A sentença, publicada na última semana pela juíza Dienyffer Brum de Moraes, concluiu como procedente a ação do MPF, uma vez que as justificativas apresentadas ainda continham dados incompletos. A decisão exige que, no prazo máximo de seis meses, o município elabore o Plano Básico de Zona de Proteção de Aeródromo e o submeta ao Comaer. A União, por meio de seus órgãos responsáveis pelo controle do espaço aéreo e a Anac, deverá fiscalizar para que o ente municipal realize o PBZPA.

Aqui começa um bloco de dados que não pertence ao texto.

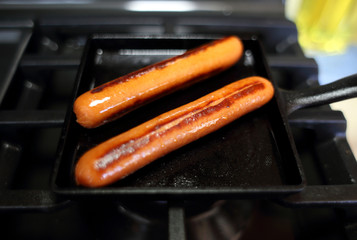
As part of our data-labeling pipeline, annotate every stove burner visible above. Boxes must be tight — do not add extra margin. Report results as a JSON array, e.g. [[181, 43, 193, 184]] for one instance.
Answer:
[[186, 200, 253, 240], [76, 200, 253, 240]]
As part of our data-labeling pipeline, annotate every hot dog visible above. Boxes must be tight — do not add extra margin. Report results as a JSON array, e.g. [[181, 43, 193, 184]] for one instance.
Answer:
[[75, 76, 274, 187], [74, 36, 243, 128]]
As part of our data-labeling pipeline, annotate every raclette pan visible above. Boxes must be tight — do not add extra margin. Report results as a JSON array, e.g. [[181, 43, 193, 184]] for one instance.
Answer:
[[52, 35, 357, 200]]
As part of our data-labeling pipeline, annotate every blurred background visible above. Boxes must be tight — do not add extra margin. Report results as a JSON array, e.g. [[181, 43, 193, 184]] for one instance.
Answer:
[[285, 0, 357, 159]]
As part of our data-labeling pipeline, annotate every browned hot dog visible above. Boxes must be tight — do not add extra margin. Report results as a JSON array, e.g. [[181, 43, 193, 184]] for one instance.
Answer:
[[75, 76, 275, 187], [73, 36, 243, 128]]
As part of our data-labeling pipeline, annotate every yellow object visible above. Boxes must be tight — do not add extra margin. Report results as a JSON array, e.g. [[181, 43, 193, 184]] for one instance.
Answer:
[[287, 0, 357, 54]]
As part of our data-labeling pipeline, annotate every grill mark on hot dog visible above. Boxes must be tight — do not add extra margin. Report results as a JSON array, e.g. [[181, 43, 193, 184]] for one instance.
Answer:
[[151, 81, 264, 132], [173, 83, 265, 129], [90, 37, 231, 94], [153, 82, 265, 138], [94, 82, 265, 170]]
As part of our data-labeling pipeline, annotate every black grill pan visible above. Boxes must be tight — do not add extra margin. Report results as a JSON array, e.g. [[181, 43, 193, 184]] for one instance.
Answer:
[[51, 35, 356, 200]]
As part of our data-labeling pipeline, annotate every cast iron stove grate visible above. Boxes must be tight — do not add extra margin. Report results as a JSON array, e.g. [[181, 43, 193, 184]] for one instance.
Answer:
[[0, 9, 357, 240]]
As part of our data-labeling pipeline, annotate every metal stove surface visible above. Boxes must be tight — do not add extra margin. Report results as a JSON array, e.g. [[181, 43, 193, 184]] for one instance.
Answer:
[[0, 1, 357, 239]]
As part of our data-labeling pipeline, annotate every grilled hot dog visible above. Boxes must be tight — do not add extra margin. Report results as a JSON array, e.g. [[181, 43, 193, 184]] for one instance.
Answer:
[[75, 76, 274, 187], [74, 36, 243, 128]]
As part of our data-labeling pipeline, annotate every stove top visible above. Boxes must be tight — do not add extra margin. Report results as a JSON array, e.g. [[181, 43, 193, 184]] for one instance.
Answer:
[[0, 1, 357, 239]]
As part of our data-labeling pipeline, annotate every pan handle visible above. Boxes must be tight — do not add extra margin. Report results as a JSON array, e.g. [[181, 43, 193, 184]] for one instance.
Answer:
[[280, 74, 357, 115]]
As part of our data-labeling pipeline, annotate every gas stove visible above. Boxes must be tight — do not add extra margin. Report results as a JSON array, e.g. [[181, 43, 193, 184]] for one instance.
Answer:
[[0, 1, 357, 239]]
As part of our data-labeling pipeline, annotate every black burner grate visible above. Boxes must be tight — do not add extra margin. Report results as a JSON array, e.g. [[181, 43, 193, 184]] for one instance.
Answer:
[[0, 6, 356, 239]]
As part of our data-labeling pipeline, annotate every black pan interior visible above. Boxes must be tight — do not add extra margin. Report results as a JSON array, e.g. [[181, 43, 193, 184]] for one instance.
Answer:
[[52, 35, 304, 199]]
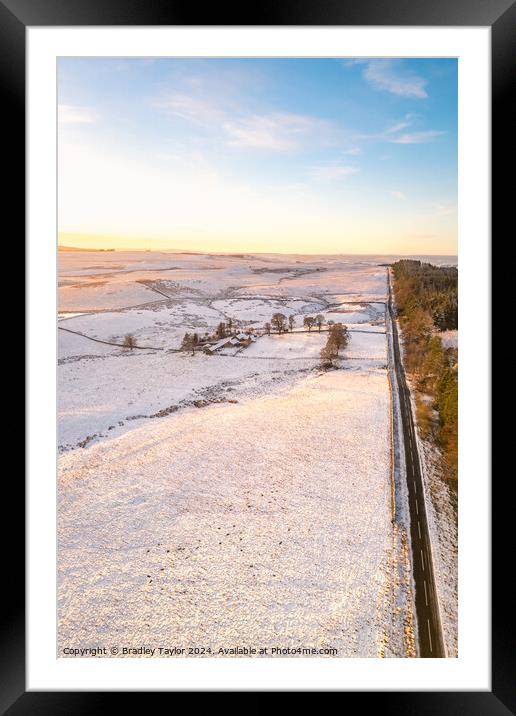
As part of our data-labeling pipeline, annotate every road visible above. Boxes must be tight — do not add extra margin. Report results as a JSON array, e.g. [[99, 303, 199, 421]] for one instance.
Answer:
[[387, 271, 445, 658]]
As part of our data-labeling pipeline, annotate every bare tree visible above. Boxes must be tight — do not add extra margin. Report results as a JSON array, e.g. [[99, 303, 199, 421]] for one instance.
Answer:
[[123, 333, 137, 350], [264, 322, 271, 336], [303, 316, 316, 332], [216, 322, 227, 338], [288, 315, 295, 332], [315, 314, 325, 332], [271, 312, 287, 333]]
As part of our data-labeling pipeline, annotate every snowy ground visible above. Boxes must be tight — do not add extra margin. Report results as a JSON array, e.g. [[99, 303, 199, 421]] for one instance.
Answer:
[[59, 371, 397, 656], [58, 251, 414, 656], [416, 438, 458, 657]]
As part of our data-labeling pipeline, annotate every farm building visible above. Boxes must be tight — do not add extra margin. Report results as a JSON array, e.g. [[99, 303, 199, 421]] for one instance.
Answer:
[[235, 332, 255, 346], [203, 337, 234, 354], [203, 333, 256, 354]]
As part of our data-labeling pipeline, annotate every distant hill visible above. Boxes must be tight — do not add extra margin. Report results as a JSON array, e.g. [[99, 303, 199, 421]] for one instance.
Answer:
[[58, 246, 115, 252]]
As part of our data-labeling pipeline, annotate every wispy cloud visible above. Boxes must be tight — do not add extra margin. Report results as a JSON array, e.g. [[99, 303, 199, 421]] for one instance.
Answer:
[[58, 104, 98, 125], [434, 202, 455, 216], [156, 89, 335, 152], [224, 113, 332, 151], [359, 60, 428, 99], [392, 130, 444, 144], [223, 113, 318, 151], [354, 114, 444, 146], [154, 93, 224, 124], [385, 116, 415, 134], [159, 87, 395, 155], [309, 163, 359, 181], [390, 190, 407, 200]]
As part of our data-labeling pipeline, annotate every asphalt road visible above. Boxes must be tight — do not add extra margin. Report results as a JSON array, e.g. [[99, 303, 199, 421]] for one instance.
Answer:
[[387, 271, 445, 658]]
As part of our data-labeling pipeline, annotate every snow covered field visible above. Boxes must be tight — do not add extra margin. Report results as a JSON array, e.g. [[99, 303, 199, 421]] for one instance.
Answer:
[[58, 251, 414, 656], [59, 371, 396, 656]]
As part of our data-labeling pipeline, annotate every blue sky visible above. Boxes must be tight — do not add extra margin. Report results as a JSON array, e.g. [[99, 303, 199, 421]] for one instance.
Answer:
[[58, 57, 457, 254]]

Em caso de descumprimento da decisão, foi fixada multa diária de R$ 1 mil para cada réu. A sentença está sujeita ao reexame necessário. O Ministério Público Federal sustenta também na referida Ação Civil Pública que caso não haja a elaboração do referido plano básico de segurança por parte do município sejam suspensas as atividades do aeródromo.
Ação Civil Pública n. 5000772-71.2016.4.04.7111/RS.